To audit and monitor this event successfully, learn how to use the Windows Event Viewer properly and then expand to more robust audit tools like the ADAudit Plus.
Windows Event ID 4776 FAQs
What does Event ID 4776 indicate?
Event ID 4776 indicates an attempted logon to a computer or network resource using a specific user account. This event is generated on the computer where the logon attempt was made.
What information is included in an Event ID 4776 log?
An Event ID 4776 log includes information such as the source network address, the logon type, the authentication package used, and the status of the logon attempt.
How can Event ID 4776 be used for security purposes?

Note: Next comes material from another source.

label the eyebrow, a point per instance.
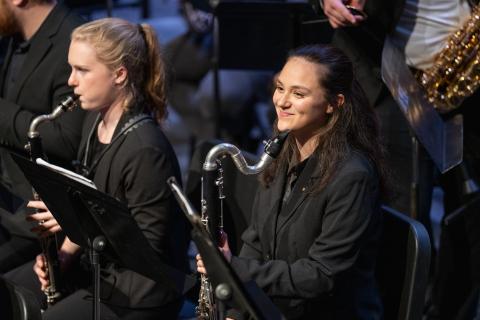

Event ID 4776 can be used for security purposes by monitoring for unusual or unauthorized logon attempts. This can help detect potential security incidents or unauthorized access to sensitive information.
Can Event ID 4776 be used to track logon activity on a network?
Yes, Event ID 4776 can be used to track logon activity on a network by collecting and analyzing the event logs from all relevant computers.
How can I view Event ID 4776 logs in Windows?
To view Event ID 4776 logs in Windows, you can use the Event Viewer tool and filter the security log for Event ID 4776.
Can Event ID 4776 be disabled?
No, Event ID 4776 cannot be disabled. It is an important security event that is generated by the operating system and is critical for monitoring and auditing logon activity on a computer or network.